March 15, 2017 | By Tim Pratt

Rohini Pandit (A15) is working as a paralegal in India.
Rohini Pandit (A15) is working as a paralegal in India.

When Rohini Pandit was attending St. John’s College in Annapolis, she used her summer vacations to prepare for the future.

One summer, she interned in the Contemporary Indian and Southeast Asian Art departments at Christie’s, Inc., in New York City. The next year, she interned at the auction company again.

Those experiences helped set Pandit (A15) up for an internship the summer after she graduated at the Metropolitan Museum of Art in New York, where she developed an interest in the legal side of running a museum.

These days, that legal interest continues, and Pandit is preparing for a career in law. She’s working as a paralegal at a law firm in India, and is applying to law schools back in the United States.

“The hours can be a bit demanding at times, but overall I find the work to be extremely fulfilling,” she says.

Growing up in Mumbai, India, Pandit wasn’t thinking about a law career. She wanted to be a professional tennis player.

When Pandit was 11 she moved to Tampa, Florida, to attend Saddlebrook Preparatory School, which provided academics and world-class tennis training. After playing tennis at the national and international levels, however, Pandit had to quit at the age of 14 due to a skin condition that made her unable to withstand prolonged sun exposure.

When it came time to look at colleges a few years later, Pandit considered St. John’s on the recommendation of a family friend whose son had attended the Santa Fe campus. Pandit did some research on the great books program and made St. John’s her top college choice.

The reading list was full of books she wanted to read, particularly in a seminar setting. She also appreciated the small class sizes.

When Pandit got to St. John’s in Annapolis, she became active in student activities. During her freshman and sophomore years, she and other students would meet for a Euclidean study group, where they would try to find alternate proofs to some of Euclid’s propositions.

Pandit also sang with the St. John’s Chorus, and as a senior she was part of the Senior Gift Committee, helping the senior class for the first time achieve 100-percent participation in giving donations. She was the student body representative on the college’s Board of Visitors and Governors, too.

During the summers of 2013 and 2014, Pandit interned at Christie’s. That work and networking experience helped her secure an internship at the Metropolitan Museum of Art the summer after she graduated.

At the “Met,” Pandit became more interested in the legal side of running a museum, setting up exhibitions and other aspects of the work. Shortly after her internship concluded, Pandit returned to India to look for a job.

In May 2016, Pandit began working as a paralegal. Since then, she has worked closely with the competition/antitrust law team at the firm, and has researched for and assisted in abuse of dominance cases, cartel cases and merger control filings.
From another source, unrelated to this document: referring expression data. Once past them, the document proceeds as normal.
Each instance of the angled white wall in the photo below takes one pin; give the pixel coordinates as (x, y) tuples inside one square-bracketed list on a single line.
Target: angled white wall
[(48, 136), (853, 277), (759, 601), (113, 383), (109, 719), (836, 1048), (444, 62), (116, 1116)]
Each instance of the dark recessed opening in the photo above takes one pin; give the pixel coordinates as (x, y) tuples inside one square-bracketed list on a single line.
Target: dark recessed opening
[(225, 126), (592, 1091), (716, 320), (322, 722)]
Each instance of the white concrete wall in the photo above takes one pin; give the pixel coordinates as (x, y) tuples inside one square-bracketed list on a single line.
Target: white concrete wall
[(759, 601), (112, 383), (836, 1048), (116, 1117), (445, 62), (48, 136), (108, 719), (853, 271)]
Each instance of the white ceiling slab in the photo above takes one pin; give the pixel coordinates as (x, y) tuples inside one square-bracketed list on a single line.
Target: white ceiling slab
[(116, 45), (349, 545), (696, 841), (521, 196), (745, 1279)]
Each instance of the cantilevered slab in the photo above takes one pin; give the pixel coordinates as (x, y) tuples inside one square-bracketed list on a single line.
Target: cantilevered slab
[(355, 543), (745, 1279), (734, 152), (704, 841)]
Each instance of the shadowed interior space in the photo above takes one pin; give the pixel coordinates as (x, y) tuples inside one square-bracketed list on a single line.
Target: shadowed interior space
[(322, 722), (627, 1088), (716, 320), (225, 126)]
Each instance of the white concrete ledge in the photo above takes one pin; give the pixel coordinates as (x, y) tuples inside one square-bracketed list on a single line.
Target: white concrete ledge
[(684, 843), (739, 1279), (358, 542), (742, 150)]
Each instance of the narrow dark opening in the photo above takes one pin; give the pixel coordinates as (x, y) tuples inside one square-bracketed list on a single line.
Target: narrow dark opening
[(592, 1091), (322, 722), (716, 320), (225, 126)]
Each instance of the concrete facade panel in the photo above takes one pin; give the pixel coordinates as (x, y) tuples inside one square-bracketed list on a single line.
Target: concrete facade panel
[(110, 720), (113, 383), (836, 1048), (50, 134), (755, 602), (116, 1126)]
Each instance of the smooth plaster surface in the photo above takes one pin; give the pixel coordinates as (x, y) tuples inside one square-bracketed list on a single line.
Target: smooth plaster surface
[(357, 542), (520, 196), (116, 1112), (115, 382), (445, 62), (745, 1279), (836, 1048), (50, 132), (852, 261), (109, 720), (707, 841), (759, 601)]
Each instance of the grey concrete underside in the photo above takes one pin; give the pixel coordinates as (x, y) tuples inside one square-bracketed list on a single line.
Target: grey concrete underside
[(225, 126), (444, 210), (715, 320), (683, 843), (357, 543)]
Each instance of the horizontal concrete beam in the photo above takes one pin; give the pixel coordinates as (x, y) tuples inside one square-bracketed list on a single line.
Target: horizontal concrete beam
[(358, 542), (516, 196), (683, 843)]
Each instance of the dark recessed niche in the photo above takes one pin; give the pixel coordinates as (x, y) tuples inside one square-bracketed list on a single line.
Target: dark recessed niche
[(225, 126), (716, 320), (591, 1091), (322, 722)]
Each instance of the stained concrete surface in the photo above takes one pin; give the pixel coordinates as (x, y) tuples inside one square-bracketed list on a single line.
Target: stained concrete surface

The Competition Act, the main antitrust legislation in India, was implemented in 2009, so the legal proceedings she gets to be a part of are helping shape antitrust jurisprudence in the country. The work, she says, is “challenging and exciting.”

Pandit recently completed law school applications and is waiting to hear back from schools in the United States. She still loves playing tennis, though she doesn’t play 6-7 hours a day anymore, and spends her free time visiting museums, exhibitions, and attending lectures about art objects and collections. She loves to ski, too.

Looking back on her time at St. John’s, Pandit describes the experience as “rewarding.”

“I not only grappled with the various themes and debates embedded in the great books, but I also became a part of the St. John’s community,” she says. “A community which is cemented together by common participation in a four-year, all-required interdisciplinary curriculum unlike any other.”

Pandit says her St. John’s education has helped her since she graduated, especially in legal matters.

“The ability to present and defend cogent arguments has helped me perform well in most of the tasks that have come my way,” she says.